Since it’d been a while since I’d read the play I’d forgotten what a crazy person Nora, the protagonist, is. She’s materialistic, loves money, and counts hers daily. She’s just fine with being called a little bird, a sparrow, etc. by her husband and taking care of his children when her nanny isn’t around. A childhood friend of Nora’s, Christine, makes a surprise visit in desperate times. As the play progresses and there’s a chance that an old secret could come out to her husband (Torvald) that would ruin Nora in his eyes forever, she grows a thicken skin. In her eyes she was doing what she had to in order to keep her husband alive and in the process she’d committed fraud. As the long-time secret is finally revealed, Torvald says he’ll forgive her and calls her his child. This is where she breaks and decides to leave him and be on her own.

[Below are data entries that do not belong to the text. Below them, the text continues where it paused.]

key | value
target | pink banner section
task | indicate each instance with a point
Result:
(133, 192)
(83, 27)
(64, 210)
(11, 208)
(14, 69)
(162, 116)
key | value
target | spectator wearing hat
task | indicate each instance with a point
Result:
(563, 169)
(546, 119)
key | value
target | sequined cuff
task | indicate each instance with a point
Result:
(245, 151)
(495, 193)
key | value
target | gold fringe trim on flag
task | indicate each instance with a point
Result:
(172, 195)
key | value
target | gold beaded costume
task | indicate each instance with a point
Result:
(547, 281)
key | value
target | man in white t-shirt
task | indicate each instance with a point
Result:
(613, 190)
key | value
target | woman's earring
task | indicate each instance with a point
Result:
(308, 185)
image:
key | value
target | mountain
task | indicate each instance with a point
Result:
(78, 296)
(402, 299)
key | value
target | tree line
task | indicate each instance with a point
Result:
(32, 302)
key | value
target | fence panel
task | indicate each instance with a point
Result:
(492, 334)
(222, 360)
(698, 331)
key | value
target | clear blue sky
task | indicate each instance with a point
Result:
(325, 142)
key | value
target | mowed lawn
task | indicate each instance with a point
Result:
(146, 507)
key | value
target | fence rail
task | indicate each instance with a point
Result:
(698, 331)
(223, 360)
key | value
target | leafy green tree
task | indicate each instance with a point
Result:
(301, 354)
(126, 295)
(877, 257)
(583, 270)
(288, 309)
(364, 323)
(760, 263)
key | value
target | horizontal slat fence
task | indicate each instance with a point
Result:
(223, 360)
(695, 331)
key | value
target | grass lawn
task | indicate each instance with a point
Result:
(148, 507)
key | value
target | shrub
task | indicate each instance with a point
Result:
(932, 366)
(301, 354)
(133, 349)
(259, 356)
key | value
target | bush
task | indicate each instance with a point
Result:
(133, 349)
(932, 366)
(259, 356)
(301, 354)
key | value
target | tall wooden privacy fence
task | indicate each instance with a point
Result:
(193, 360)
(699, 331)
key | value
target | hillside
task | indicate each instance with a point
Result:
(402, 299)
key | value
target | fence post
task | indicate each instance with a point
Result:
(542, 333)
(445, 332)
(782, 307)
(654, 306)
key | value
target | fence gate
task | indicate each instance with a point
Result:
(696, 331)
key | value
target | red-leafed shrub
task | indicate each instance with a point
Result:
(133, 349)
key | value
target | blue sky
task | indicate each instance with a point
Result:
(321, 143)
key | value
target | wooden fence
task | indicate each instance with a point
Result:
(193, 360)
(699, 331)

Like Machinal, she needed to get out of her life and be on her own. If that meant deserting her family, the unthinkable in those days, then so be it. It was so brilliant to see a woman coming into her own and asserting her right to put herself before her family. I’m assuming this was very uncommon during this time period (as it’s still uncommon sometimes presently, which is so, so sad).
This transfer from London’s Young Vic is exquisite. The set (another rotating set! this time by Ian MacNeil) is perfect. You see the rooms and hallways of this tiny apartment as it spins and makes the scene changes incredibly quick. The lighting (by Guy Hoare) is moving as well.
But the best part of this production? Mabel Clements as Nora. She was outstanding. Her transformation from a man’s little bird to her own independent human was precise and most importantly believable. She was fantastic and I hope she does more theatre in New York.
The cast was pretty fantastic all around, all were on the same page, and included Simon Desborough, Nick Fletcher, Leda Hodgson, Caroline Martin, Hattie Morahan, Dominic Rowan, and Steve Toussaint. There were also two children, and one tiny baby who makes an appearance for about 60 seconds (I wonder if he/she is getting equity minimum for that!).
BAM’s production of A Doll’s House is perfection in every way. Go see it now.
And thanks to David for taking me along!